Wednesday, December 17, 2014

Trying to Be Okay In a Year That Isn’t: 2014 in Review (April / Shit Shots Count)

April’s supposed to be the cruelest month, and maybe it usually is, but since early January I’d been slogging through a swamp on fire and I was finally starting to see a way out. My depression at least temporarily cured by discovering Blitzen Trapper in concert, I forced my former drive and ambition back to the forefront of my mind and my experience. See, when you’ve been dealing with depression for any substantial length of time (a phrase I immediately regret, because being inside depression it all feels like a substantial length of time), there’s stuff you’ve done, or left undone – real stuff that you have to contend with now that you have the tools.

In January, I’d dissolved my long-term sketch team, Duct Tape Revolution, after a lot of bad blood and scary implications. When I told non-comedy people about the breakup, they invariably said, “Aw, well that’s a shame,” and then moved on. When I told comedy people about it, they shrugged and said, “Well, you were around for three years. Most sketch teams last two, so you did good.” In both cases, that is absolutely not what I wanted to hear. What I wanted to hear was that people understood how devastated I was, and how much the absence of the team had left a void in my life. I hated that DTR ended; I hated how it ended; I hated that I wasn’t sure how to move on from it ending.

Then two things happened:

The first was that my comedy partner and former Duct Tape Revolution head writer, Allen, and I hit on the idea to create a show at ImprovBoston, a new splashy summer sketch show to capitalize on all the good we’d been doing in the world of sketch. We pitched it, called it Comedy, America!, and got it off the ground. I wrote sketches. There were song meetings. Starting to feel like you’re in control again after freefalling for so long is its own reward … but man, the show was shaping up to be something fantastic all on its own.

The second thing was that I decided to get the band back together. I reached out to the people I’d worked with before who I was interested in working with again, and added one new person Allen recommended. I rebranded the group after both the name of the sketch one-off show I’d put up the year before and the Drive-By Truckers song that seemed to describe my year thus far: World of Hurt. Our first meetings were used to air shit out. And then we got to work.

I got a new tattoo from John – my first representation of Archie Comics on my body. I went with the 1950s version of Moose Mason, mainly because his jaunty hat always made me so happy.
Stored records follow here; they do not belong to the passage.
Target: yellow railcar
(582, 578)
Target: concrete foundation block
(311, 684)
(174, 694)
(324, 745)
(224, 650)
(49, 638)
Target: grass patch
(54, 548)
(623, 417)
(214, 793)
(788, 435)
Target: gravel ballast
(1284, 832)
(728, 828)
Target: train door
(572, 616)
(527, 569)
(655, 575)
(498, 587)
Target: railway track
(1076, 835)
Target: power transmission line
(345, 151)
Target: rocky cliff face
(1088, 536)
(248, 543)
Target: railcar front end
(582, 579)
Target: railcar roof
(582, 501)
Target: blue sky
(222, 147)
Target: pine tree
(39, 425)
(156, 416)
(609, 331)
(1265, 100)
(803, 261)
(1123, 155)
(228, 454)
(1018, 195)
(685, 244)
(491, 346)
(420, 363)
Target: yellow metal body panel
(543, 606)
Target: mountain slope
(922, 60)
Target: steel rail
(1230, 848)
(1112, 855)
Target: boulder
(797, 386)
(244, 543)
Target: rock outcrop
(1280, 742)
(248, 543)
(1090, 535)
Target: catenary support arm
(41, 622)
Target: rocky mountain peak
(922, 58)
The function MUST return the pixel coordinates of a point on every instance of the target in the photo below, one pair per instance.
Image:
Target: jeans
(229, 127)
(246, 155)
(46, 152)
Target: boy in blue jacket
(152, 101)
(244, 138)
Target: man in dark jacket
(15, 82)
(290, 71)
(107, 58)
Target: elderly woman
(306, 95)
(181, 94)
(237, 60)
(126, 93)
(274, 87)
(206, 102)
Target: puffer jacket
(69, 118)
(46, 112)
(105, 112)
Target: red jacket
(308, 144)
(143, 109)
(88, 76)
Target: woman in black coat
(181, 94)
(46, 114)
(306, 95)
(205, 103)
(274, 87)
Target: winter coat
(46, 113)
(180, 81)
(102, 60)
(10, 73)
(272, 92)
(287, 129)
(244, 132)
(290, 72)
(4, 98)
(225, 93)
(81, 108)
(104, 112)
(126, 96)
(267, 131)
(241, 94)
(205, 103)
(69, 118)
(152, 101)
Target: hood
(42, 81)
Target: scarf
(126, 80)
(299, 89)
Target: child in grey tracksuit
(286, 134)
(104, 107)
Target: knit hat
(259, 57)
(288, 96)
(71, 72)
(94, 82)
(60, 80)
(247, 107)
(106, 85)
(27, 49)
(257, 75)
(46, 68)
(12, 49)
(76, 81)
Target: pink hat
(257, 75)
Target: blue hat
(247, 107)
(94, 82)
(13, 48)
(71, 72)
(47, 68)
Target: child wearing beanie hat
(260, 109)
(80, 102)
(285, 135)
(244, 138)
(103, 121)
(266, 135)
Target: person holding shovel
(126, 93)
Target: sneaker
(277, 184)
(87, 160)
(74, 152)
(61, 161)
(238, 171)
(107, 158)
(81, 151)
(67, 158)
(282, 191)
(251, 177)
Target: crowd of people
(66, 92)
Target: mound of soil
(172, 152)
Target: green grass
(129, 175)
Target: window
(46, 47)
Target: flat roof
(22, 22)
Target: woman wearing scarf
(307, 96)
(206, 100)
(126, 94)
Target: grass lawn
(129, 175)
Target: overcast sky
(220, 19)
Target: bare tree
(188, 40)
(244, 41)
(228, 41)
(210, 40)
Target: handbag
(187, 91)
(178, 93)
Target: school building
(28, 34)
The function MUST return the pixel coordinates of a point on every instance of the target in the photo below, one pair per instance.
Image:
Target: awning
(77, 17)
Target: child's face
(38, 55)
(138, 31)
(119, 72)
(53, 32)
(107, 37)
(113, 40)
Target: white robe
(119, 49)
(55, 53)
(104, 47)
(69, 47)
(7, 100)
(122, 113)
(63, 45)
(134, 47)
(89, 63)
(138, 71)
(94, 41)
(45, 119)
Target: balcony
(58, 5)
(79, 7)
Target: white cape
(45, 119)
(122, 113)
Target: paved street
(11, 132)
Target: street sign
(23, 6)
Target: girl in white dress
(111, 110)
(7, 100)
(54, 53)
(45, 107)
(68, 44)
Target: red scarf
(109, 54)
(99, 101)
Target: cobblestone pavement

My publisher, Cemetery Dance, perhaps recognizing that the Comcast buyout and the subsequent “no freelancers” policy was kind of terrible, took me on as a freelance proofreader. I must have done an okay job, because once the door had opened, it never really closed.

In other comedy news, I decided to make April a women-only comedy month at Johnny D's without announcing that it was a woman-only month. I was interested to see what the reaction would be. The most interesting reaction was no reaction at all: people didn't riot, no one freaked out, I got no death threats saying that Women Aren't Funny. I wrote about the whole thing here, if you're interested in the scoop.

Helping things was that I was cycling again. The winter was officially over and I could bike everywhere – well, everywhere there was a Hubway station. I loved the bike-sharing deal that Boston had going on, but every Saturday night, after I left the theater downtown from the midnight Rocky Horror, I was reminded over and over that I couldn’t just ride the bike all the way home. The nearest Hubway station to my house was about a half-mile away, and at 2:30 AM, that’s a bit of a walk. (Not as much of a walk, say, than the 4.5 mile walk I used to take on when I walked all the way home from downtown, but still.) I started to wonder how much a new bike would be, knowing that in the year following my lucrative-job layoff I could never afford something like that.

Shawn and I went to Record Store Day, a concept that was foreign to him, and I picked up the new Bruce Springsteen EP and the new Blitzen Trapper single and it was so warm and pleasant outside. I proofread. I hosted comedy. I performed comedy, in a panel show called Interesting Points and in a storytelling show called Bare and in a naked standup show called The Naked Standup Showcase.

And I wrote. I wrote like hell. My book, Panic Town, had caught fire and it wasn’t letting me go. Every day I sat down and worked on my book for two hours. Then three. Then I couldn’t stop. It became addiction. I wrote 7,000 words in one day just because I didn’t want it to end. I’d told my Kickstarter supporters that the book would probably be finished by October. That seemed unlikely now. I was aiming now for late summer. When had I last written a novel in five months? Had it been in the mid-2000s?

The hiatus from who I was seemed to be over. Things seemed to be moving forward; difficult, sure, but worth the difficulty. More, I began to feel like I'd earned this. The terrible of the preceding three months had set me up for a success that I wouldn't have felt as keenly if I hadn't gone through it. A small but very present part of my mind whispered that it couldn’t last. That May was coming, and May could be bad. Because a year is a long time, and there are all these pitfalls, and one good month out of four didn’t mean the shit was over.

But let’s leave it here for now, when things are okay for a little while.